What we have in terrorists are non-State actors who yet pose a threat to not just an individual or group of individuals, but to a whole people. This is different in kind from a bank robber who is a risk to all banks or even a murderer who is a threat to a particular person at a given time. The terrorists, if allowed the time and resources, would not just rob a bank – or even 10,000 banks. They would not just commit a murder – or even 10,000 murders. They will kill every last one of us, if they can. There is no limit to the amount of damage they may do – and unlike chasing down a murderer, once we’ve caught one of them we have only barely – and temporarily – diminished the threat.

In order to effectively combat the terrorist threat we must, as far as possible, learn what they know and what their plans are.

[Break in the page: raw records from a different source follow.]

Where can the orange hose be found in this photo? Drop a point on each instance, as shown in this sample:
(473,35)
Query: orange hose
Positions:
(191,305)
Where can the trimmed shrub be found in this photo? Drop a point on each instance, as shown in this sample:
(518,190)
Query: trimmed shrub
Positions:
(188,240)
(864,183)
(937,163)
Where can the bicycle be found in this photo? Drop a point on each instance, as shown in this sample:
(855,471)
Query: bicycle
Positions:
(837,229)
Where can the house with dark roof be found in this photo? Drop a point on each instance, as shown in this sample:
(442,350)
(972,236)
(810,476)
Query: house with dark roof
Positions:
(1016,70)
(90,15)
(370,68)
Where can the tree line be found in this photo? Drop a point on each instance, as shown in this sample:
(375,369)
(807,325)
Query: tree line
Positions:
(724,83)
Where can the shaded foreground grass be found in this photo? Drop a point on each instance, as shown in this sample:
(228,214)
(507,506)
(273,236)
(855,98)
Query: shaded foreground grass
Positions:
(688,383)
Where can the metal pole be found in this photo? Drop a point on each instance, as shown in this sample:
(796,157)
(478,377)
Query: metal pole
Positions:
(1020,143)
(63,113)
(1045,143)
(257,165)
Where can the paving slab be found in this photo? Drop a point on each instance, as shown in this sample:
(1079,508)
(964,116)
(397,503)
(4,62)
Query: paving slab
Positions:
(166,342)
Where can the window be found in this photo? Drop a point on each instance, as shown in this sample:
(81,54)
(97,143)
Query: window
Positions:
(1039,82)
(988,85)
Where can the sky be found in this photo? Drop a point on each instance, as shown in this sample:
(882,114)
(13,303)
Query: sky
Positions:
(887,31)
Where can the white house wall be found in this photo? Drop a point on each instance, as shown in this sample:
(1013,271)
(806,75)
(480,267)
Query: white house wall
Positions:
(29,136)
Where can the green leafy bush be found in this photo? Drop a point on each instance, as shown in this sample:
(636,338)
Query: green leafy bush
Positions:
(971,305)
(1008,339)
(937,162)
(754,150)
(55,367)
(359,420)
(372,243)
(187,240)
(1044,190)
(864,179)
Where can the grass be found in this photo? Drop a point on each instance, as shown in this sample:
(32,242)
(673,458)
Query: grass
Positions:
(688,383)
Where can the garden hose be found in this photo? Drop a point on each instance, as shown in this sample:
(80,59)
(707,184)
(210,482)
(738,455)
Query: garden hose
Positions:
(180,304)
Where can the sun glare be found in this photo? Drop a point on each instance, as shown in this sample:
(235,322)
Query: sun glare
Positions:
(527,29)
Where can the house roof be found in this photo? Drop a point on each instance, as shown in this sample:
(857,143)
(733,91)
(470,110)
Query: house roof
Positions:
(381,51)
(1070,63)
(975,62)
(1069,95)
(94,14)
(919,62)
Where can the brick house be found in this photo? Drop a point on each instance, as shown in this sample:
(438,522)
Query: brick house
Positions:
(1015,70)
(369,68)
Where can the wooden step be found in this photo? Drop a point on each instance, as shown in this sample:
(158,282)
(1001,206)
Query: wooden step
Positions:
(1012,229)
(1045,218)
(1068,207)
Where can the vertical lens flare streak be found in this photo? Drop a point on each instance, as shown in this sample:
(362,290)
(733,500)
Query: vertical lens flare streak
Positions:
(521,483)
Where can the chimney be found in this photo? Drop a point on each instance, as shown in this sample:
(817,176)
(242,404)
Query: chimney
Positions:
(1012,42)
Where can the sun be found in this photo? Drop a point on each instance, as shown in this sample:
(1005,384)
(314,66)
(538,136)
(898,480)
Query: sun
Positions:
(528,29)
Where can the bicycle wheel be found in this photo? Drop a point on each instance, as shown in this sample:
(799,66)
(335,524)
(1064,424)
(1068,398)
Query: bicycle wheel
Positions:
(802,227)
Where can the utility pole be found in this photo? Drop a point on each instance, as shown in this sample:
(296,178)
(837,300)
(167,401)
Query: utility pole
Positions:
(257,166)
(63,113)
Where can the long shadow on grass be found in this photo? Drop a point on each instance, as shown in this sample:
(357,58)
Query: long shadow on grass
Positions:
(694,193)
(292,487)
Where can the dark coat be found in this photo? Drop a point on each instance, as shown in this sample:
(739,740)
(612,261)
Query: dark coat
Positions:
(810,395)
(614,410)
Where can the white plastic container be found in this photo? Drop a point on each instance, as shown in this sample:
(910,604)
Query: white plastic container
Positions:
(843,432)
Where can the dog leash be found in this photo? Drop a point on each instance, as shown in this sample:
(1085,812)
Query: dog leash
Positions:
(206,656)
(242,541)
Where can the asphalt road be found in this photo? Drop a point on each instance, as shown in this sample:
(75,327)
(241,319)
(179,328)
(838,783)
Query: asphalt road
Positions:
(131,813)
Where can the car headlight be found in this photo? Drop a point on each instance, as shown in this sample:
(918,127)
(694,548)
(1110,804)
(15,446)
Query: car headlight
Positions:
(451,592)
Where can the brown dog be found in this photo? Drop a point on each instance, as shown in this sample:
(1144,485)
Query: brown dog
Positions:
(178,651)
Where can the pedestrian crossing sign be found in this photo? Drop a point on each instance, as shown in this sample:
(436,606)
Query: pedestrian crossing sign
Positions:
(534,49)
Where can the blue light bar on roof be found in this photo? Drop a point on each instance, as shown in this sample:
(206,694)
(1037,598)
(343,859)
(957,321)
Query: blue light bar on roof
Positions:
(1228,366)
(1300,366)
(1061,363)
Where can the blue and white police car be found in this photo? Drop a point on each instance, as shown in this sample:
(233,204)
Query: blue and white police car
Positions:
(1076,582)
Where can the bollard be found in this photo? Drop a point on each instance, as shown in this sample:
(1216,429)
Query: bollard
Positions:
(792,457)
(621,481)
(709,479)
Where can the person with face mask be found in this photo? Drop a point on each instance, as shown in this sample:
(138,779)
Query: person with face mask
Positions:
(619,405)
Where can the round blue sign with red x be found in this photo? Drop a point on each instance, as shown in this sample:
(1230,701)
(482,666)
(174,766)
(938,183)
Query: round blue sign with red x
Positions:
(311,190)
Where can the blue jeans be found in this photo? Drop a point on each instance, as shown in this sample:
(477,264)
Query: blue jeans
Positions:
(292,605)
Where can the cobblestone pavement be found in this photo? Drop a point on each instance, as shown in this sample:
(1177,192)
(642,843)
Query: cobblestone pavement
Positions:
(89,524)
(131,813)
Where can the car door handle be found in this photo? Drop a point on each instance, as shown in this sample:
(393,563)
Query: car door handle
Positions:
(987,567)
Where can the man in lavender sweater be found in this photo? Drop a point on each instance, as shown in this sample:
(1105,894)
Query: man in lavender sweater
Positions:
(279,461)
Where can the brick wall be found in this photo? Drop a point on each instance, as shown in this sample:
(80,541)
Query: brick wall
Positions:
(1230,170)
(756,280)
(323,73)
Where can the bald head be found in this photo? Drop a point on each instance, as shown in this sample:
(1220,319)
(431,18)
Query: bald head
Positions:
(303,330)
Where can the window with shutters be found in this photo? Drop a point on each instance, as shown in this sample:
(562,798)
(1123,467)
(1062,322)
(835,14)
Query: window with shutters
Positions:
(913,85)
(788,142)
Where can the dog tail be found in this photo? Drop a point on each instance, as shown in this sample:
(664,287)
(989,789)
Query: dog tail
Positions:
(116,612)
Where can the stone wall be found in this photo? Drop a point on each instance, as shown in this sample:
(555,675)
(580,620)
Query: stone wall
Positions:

There are many means of doing this, but the most effective way is to draw the information out of those best informed: the terrorists, themselves. When we capture a terrorist, it is a golden opportunity to gain a distinct advantage over the threat – and we must take full advantage of it, even if the captive proves reluctant to come clean. And do keep in mind that the more information we gather from one terrorist will not only save the lives of our own, but of the terrorist’s own, too. Thwarted terrorist plans means, also, a smaller number of dead terrorists, in the long run.

It is a dereliction of duty – an act of immorality – for someone who can obtain information about this threat to refuse to do so on the imagined grounds that everyone, all the time and everywhere, may not be coerced in to giving information. Some people might ask, “where do you draw the line?”. Meaning, of course, that if we allow one terrorist to be waterboarded, then we are presumptively defenseless against the claim that we must rip out the fingernails of someone who refuses to spill the beans about his neighbors tax return. To such arguments I answer: are you stupid?

I’m not. I can draw the line right where human decency requires it. I want information out of these terrorists – I don’t want so much as a hair on their heads harmed, if it can be in any way avoided. I don’t need to boil a terrorist in oil – in fact, doing so is counter-productive because a boiled terrorist cannot provide me the information I require. I want the terrorist to talk – and talk truthfully, as far as can be determined. Most of the time more regular interrogation methods will work – some times, however, it takes a bit more.

For us Christians, the greatest commandment is to love God with all our might, and love our neighbors as ourselves. Would I be loving my neighbor if I allowed my neighbor – in this case, a captive terrorist – to with hold information which may lead to the deaths of thousands? In my view, I’m not loving anyone – I’m guilty of cowardice, if I do such a thing.

I can’t help that some of my brothers and sisters make bad decisions – all I can do is react to the results of those decisions, and do my best to limit the overall damage. A man who is determined to fly a plane in to one of our buildings is someone who had gone severely wrong – the least worry we have is that it might require waterboarding to get him to talk. Our larger worry is how to change things so that it is less likely for a man to make such a choice – but part of that making change requires that any captives talk and tell us everything they know.